CDC tailers, saga/2PC recovery, and reapers are singleton workers — UDB coordinates them with a durable Postgres row lease (heartbeat, TTL, fencing token, peer-skip), so two replicas never double-run them and lease-owner loss causes bounded failover to another replica.

👑

Leased singletons

CDC tailer, saga recovery, 2PC in-doubt recovery, storage orphan reaper, and projection workers run under one shared singleton lease with a monotonic fencing token.

🧩

Real 2PC recovery

A durable in-doubt participant ledger with idempotent commit/rollback retry and lease-protected ownership; split-brain races resolve to a single terminal outcome.

↩️

Real saga recovery

Durable state transitions, idempotent compensations, and resumable recovery after restart — proven by multi-node peer-skip tests.

Edge scale

Backpressure & per-tenant fairness

✓
Global + per-method concurrency limits via bounded operation channels and a server concurrency limit.
✓
Per-tenant concurrency — scoped semaphores so one tenant can’t starve others or exhaust the backend pool.
✓
Overload semantics — ResourceExhausted with a bounded queue timeout instead of unbounded waiting.

✓
Per-tenant rate limits on auth bootstrap, authz checks, storage presign/finalize, WebRTC signaling, and CDC/admin APIs.
✓
Stateless replicas — durable leases own background work; admission uses request metadata + shared stores, not process-local ownership.
✓
Shard-aware routing — tenant primary key, secondary indexes, scatter-gather fallback, and cross-shard cost metrics.

Observability

SLOs, traces, and honest health

🔭

OpenTelemetry

W3C trace propagation and spans at the chokepoints: grpc.request → authz.decide → backend.query/mutate → cdc.publish → saga.compensate.

📈

SLOs & error budgets

14 lanes with p50/p95/p99 + availability mapped to real metrics — authn, authz, storage, asset, WebRTC, CDC, and policy-distribution latency.

🩺

gRPC health per listener

doctor, GetHealthReport, gRPC health, and /readyz all fold the same readiness facts — capabilities match actual mounted routes.

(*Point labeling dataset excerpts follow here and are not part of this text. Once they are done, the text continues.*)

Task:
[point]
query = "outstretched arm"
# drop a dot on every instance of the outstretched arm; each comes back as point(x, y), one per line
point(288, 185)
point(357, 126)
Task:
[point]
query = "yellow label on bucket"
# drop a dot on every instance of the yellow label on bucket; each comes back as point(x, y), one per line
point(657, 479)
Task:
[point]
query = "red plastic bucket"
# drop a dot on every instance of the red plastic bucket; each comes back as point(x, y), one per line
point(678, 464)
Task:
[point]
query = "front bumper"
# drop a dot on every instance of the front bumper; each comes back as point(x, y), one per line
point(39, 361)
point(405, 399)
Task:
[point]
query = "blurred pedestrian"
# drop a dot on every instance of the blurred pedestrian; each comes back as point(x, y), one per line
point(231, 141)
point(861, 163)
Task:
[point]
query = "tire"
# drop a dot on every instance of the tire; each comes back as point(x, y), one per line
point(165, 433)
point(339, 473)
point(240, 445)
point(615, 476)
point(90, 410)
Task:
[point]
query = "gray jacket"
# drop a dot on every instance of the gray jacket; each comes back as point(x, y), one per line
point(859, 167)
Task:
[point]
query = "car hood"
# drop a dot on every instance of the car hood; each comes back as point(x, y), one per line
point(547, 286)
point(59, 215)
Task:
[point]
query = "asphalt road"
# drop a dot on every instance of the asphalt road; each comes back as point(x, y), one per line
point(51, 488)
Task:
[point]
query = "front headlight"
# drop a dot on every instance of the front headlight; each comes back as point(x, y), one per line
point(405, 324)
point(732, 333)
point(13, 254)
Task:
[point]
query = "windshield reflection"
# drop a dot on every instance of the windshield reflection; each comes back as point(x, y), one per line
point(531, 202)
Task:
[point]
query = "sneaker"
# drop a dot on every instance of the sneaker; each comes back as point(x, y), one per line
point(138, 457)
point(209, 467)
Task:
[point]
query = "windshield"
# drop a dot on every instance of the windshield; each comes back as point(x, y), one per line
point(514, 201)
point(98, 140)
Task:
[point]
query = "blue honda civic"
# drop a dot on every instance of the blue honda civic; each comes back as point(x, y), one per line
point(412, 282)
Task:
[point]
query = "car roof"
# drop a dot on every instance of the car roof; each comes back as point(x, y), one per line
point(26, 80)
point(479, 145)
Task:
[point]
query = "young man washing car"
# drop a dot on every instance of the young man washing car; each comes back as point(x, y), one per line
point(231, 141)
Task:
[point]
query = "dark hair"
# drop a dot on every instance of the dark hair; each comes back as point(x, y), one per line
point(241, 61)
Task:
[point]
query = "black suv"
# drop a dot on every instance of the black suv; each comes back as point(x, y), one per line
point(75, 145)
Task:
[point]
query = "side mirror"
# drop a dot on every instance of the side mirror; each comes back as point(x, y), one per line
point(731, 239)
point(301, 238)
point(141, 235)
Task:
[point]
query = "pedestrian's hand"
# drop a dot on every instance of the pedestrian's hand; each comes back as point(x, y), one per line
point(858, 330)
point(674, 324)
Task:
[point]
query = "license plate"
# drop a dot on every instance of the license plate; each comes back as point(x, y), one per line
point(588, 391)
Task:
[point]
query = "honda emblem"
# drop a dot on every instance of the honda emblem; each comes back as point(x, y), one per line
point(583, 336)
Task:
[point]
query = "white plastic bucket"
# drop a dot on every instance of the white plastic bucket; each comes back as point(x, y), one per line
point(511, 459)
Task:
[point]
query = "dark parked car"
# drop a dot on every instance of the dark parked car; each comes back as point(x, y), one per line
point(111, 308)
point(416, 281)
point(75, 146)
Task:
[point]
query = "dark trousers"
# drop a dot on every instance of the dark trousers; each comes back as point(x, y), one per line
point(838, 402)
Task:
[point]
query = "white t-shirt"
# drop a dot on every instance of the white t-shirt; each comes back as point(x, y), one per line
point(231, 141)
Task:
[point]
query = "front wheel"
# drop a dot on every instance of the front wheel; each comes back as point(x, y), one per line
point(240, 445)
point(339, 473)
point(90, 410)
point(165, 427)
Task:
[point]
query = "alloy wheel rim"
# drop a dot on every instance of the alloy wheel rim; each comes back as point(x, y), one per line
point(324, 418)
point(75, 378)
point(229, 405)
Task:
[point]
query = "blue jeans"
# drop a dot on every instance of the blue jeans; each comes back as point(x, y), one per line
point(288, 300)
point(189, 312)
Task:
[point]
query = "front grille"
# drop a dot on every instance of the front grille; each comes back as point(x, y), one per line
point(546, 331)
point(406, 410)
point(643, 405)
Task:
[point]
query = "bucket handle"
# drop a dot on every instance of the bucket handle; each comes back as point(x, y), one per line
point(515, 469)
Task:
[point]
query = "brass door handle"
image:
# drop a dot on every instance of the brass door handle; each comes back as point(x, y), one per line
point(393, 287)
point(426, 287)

Metrics that matter: method-security denials, tenant mismatch, revocation-lookup failures, CDC lag, DLQ depth, journal failures, outbox enqueue failures, compensation failures, native-service degraded states, and edge load-shedding — all exported for alerting.

Operability

Runbooks for the bad days

Signing-key compromise Refresh-token replay wave Authz policy rollback Tenant-wide emergency revoke CDC backlog / DLQ recovery Native-service dependency outage Object/vector backend partial failure Leader-election failover Bad policy rollout rollback

Multi-node, load, conformance, and compliance readiness gates run in CI or a documented staging gate before UDB is called enterprise-ready.